In spite of popular internet lore, though, Moranis never "walked away from Hollywood" to bravely raise his kids. Instead, he said, he just became more selective and it became easy to say no to things. Right up until today, when Disney announced that Moranis would appear in Shrunk, a follow-up to the Honey, I Shrunk the Kids franchise that he fronted from 1989 until 1997.

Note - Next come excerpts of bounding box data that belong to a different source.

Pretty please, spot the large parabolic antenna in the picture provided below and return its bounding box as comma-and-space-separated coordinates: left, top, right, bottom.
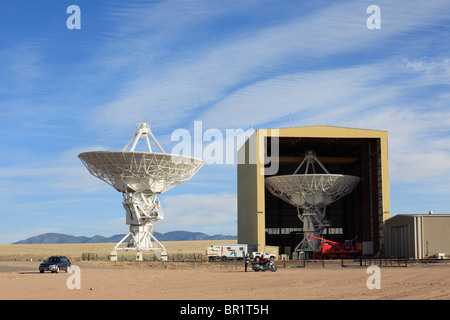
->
78, 122, 204, 260
265, 151, 360, 252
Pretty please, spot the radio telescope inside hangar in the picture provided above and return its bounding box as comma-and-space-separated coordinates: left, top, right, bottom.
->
78, 122, 204, 261
265, 151, 361, 258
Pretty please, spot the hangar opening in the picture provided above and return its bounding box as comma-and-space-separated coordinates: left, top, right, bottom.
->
265, 137, 382, 255
238, 126, 389, 255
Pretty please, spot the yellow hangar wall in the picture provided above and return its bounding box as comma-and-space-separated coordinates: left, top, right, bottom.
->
237, 126, 390, 254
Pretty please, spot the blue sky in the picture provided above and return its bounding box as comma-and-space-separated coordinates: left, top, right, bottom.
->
0, 0, 450, 243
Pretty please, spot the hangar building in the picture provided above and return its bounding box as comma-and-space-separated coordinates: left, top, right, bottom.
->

"I just love when the Internet is wrong. It's the only thing that will save journalism," Moranis joked in an interview with Heeb in 2013. "So he says, 'I gotta ask, would you do it?' I said, 'I don't say no to anything until everything is presented to me.' What is it? Is it happening? Is there a script? What's the part? Who else is in it? Where is it? How long is it gonna take? You know, I need a little bit more information. 'But it's something you would do?' he asks. Do I have to answer that?"

It was this logic that led to him turning down several bigger parts in recent years, including a cameo in Ghostbusters back in 2016. He said at the time that while he wished Paul Feig's production well,he did not see the point of showing up for a single day on set to revisit something he had done thirty years before.

"I took a break, which turned into a longer break," Moranis told The Hollywood Reporter in 2015.

During that break, he did some voice work, which included a recent appearance on The Goldbergs, providing the voice of Dark Helmet (his character from Spaceballs) for a dream sequence.

"I'm a single parent, and I just found that it was too difficult to manage raising my kids and doing the traveling involved in making movies," he told USA Today in 2006, doing an interview in support of his album The Agoraphobic Cowboy. "I found that I really didn't miss it. In the last few years I've been offered a number of parts in movies, and I've just turned them down. I don't know whether I'll go back to it or not. I've been doing a lot of writing and a lot of parenting, and now I'm doing this."

Moranis launched his career as an actor, comedian, and writer by appearing in Second City Television in the 1980s. He began making a name for himself in Hollywood with the 1983 film Strange Brew, then followed that up with a role in Ghostbusters in 1984. He appeared in cult-favorite films Little Shop of Horrors and Spaceballs in 1986 and 1987, respectively, then reprised his previous role in Ghostbusters II in 1989, the same year he helped launch the Honey, I Shrunk the Kids franchise. His step back from the spotlight has become the stuff of legends among the generation that grew up watching his family-friendly movies, including Honey, I Shrunk the Kids.